En Halensee giré a la izquierda, hacia Königsallee y señalé al norte por la ventanilla.

– Ahí arriba están construyendo el estadio olímpico -dije-, al otro lado de las vías del suburbano de Pichelsberg. A partir de aquí, Berlín es todo bosques, lagos y selectas urbanizaciones de mansiones. Sus amigos, los Adlon, tenían una por aquí, pero a Hedda no le gustaba y por eso compraron otra cerca de Potsdam, en el pueblo de Nedlitz. La utilizan como segunda residencia para huéspedes especiales que desean huir un fin de semana de los rigores de la vida en el Adlon, por no hablar de sus esposas. O de los maridos.

– Supongo que el precio de contratar a un detective es que se entere de todo lo que te concierne -dijo.

– Es mucho menos, no le quepa la menor duda.

A unos ocho kilómetros de la estación de Halensee, en dirección suroeste, paré el coche enfrente de un restaurante Hubertus situado en un bonito rincón.

– ¿Por qué nos paramos?

– Almorzaremos temprano y nos enteraremos de un par de cosas. Cuando le dije que el Turco vivía en Grunewald se me olvidó comentar que el bosque tiene una extensión de más de tres mil hectáreas. Si queremos dar con él, tendremos que saber algunos detalles del terreno.

El Hubertus parecía de una opereta de Lehár: una acogedora casa de campo cubierta de hiedra, con un jardín en el que un príncipe y su baronesa podrían detenerse un momento, de camino a un grandioso pero sombrío refugio de caza, a comer un plato de jarrete de ternera. Rodeados por un coro de berlineses bastante bien cebados, hicimos cuanto pudimos por parecer un hombre importante y su señora, así como por ocultar la decepción que nos causó el camarero, porque no sabía nada de los alrededores.

Después del refrigerio seguimos hacia el sur y el oeste; preguntamos en un comercio de un pueblo situado a orillas del Reitmeister See, después en la estafeta de Correos de Krumme Lanke y por último en un garaje de Paulsborn, donde el empleado nos dijo que había oído decir que, en la orilla izquierda del Schlachtensee, vivía gente en tiendas de campaña, en un paraje al que se llegaba mejor en barca. Así pues, continuamos hasta Beelitzhof y alquilamos una motora para proseguir la búsqueda.

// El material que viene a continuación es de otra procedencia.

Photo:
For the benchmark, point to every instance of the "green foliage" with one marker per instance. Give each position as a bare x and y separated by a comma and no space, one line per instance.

– He pasado un día delicioso -dijo ella, mientras la lancha surcaba las heladas aguas de color azul de Prusia-, aunque no encontremos lo que buscamos.

Y entonces sucedió.

Primero vimos el humo, que se elevaba por encima de las coníferas como una columna. Era un pequeño asentamiento de tiendas militares excedentes; habría unas seis o siete. Durante la Gran Depresión, habían montado tiendas de campaña para pobres y desempleados cerca de mi casa, en el Tiergarten, en una parcela grande.

Apagué el motor y nos acercamos con cuidado. Un grupo poco numeroso de hombres andrajosos, varios de los cuales eran evidentemente judíos, salió de su refugio. Llevaban palos y hondas. De haberme presentado solo, es posible que hubieran salido a recibirme con más hostilidad, pero me pareció que se tranquilizaban un poco al ver a Mistress Charalambides. Nadie se adorna con un collar de perlas y un abrigo de marta cibelina para ir a meterse en líos. Amarré la lancha y la ayudé a bajar a tierra.